So today we decided to tackle the Tenjin area of Fukuoka, what we hoped would be more livelier than the Momochi area we are staying in. Don't get me wrong, it's nice in Momochi, but it's quiet and there is nothing around but the TV studios across the street and the Lawson's next door. We needed some shopping (we saved it for here!) and some food!

So we headed out early (by Charlton standards) and went to Nishijin. There was supposed to be a market there and we hoped we could get some local produce. No such luck, 9 o'clock must be too late as all we saw was a flower stall. So we got us some donuts at Mister Donut before hopping on the subway to Tenjin.
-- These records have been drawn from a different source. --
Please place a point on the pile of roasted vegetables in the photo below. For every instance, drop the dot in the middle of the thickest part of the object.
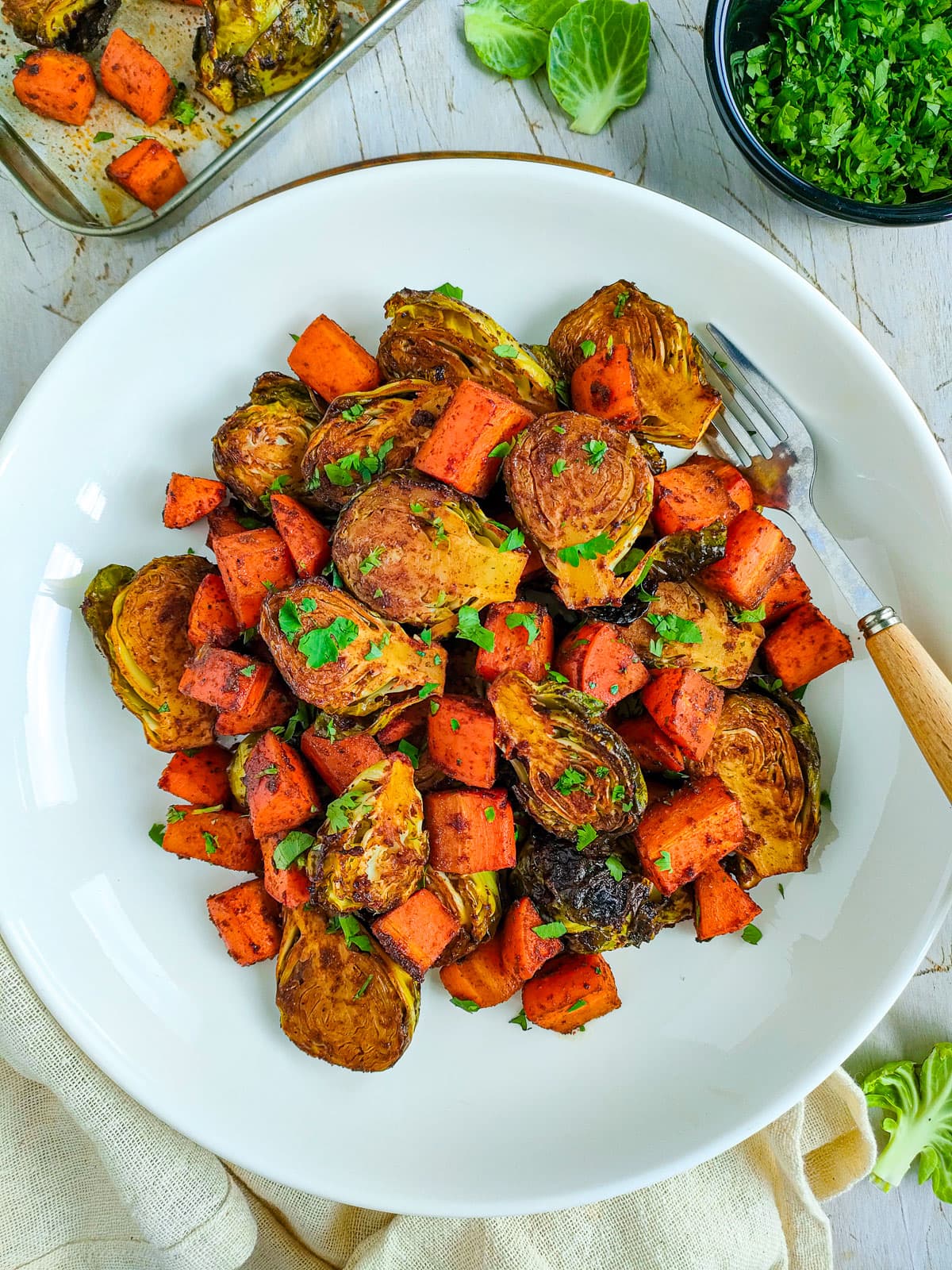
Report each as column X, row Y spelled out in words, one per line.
column 511, row 694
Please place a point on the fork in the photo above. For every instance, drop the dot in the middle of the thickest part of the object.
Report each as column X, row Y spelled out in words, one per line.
column 759, row 432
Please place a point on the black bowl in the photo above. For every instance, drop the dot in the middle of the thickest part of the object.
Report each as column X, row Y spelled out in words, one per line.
column 740, row 25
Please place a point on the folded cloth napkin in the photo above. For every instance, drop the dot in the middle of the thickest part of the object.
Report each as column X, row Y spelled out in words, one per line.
column 89, row 1180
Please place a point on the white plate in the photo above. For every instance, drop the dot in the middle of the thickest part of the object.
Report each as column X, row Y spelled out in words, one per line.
column 479, row 1118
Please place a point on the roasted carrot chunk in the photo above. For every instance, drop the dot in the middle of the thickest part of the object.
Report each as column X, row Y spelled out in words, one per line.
column 471, row 438
column 211, row 619
column 226, row 679
column 570, row 991
column 340, row 761
column 805, row 645
column 273, row 711
column 755, row 556
column 190, row 498
column 470, row 829
column 461, row 740
column 598, row 658
column 332, row 362
column 249, row 560
column 291, row 887
column 219, row 837
column 787, row 594
column 200, row 778
column 149, row 171
column 524, row 639
column 416, row 933
column 687, row 833
column 524, row 952
column 654, row 749
column 607, row 387
column 248, row 920
column 480, row 977
column 720, row 905
column 281, row 791
column 685, row 706
column 135, row 79
column 56, row 84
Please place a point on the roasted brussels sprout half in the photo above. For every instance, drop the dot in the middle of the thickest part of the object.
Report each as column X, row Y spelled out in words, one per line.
column 367, row 433
column 336, row 654
column 433, row 337
column 474, row 899
column 676, row 399
column 76, row 25
column 727, row 648
column 247, row 50
column 574, row 770
column 340, row 995
column 260, row 446
column 374, row 845
column 583, row 489
column 766, row 753
column 139, row 622
column 418, row 550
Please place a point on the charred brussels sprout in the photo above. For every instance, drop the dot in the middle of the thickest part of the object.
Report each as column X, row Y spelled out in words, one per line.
column 574, row 770
column 474, row 899
column 583, row 489
column 676, row 399
column 338, row 656
column 340, row 995
column 374, row 845
column 433, row 337
column 428, row 550
column 260, row 446
column 766, row 753
column 247, row 50
column 139, row 622
column 366, row 433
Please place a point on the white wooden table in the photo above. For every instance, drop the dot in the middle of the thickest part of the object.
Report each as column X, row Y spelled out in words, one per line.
column 422, row 89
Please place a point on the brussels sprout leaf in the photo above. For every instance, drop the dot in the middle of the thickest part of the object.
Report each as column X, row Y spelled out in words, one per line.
column 598, row 60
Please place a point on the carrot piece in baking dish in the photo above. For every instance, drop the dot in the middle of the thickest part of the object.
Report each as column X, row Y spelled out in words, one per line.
column 687, row 833
column 190, row 498
column 524, row 639
column 248, row 560
column 607, row 387
column 755, row 556
column 305, row 537
column 226, row 679
column 805, row 645
column 56, row 84
column 211, row 619
column 221, row 838
column 470, row 831
column 475, row 423
column 200, row 778
column 416, row 933
column 149, row 171
column 461, row 740
column 570, row 991
column 281, row 791
column 721, row 907
column 524, row 952
column 340, row 761
column 597, row 658
column 685, row 706
column 133, row 78
column 248, row 920
column 332, row 362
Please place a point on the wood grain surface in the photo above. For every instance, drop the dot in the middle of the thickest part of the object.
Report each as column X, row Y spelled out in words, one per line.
column 422, row 89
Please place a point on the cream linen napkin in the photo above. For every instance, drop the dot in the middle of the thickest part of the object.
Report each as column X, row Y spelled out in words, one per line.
column 89, row 1180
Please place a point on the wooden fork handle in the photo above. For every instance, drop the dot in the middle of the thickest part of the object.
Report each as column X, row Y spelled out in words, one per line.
column 920, row 690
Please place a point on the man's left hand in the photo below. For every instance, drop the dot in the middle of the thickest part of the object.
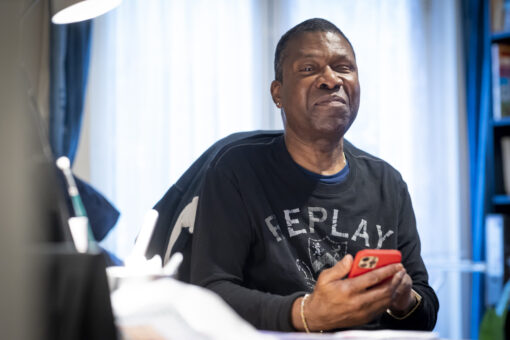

Now, take South Coast Plaza add a Bloomie's and a Fashion Valley and you are no where near the size and magnitude of the shopping in Tenjin! It is insane! We went to a ton of department stores, didn't even hit all of them or the underground arcade...and we were gone all day. We probably didn't even get to 1/4th of them. I had read that they were pretty high level, but I think Charlton was surprised in what type of shopping the area had. We did make a special stop off at Kawabata shopping arcade that had a little more touristy stuff.

Other than shopping we made sure to hit the ACROS building, which is known for being a "green building" and has garden terraces all up the 12 stories of the building. It was really peaceful and pretty. Although our legs are still smarting after the hike up Misen.

Also stopped at the post office to send some things home to my mom, sis (both for mother's day) and for my brother for watching our pets (thanks Nathan!) Got lunch in one of the many food courts in one of the department stores (soba and tempura for Charlton, udon for me)

After having shopped ourselves out we had to make sure we hit the Fukuoka mainstay for dinner...ramen. Fukuoka (or Hakata) is known for their ramen, especially the Yatai mobile food stalls. We took the subway from Gion to Akasaka and walked to Nagahama Street, where there were 2 blocks of carts set up. We walked down once to see who had the most customers before settling down at a counter for some Hakata ramen. It was really tasty and a good send-off for the city.

Then we dragged ourselves back to Momichi, to finish off the night with green tea ice cream sandwiches while we watched slingboxed Saved By the Bell. Oyasumi nasai Fukuoka!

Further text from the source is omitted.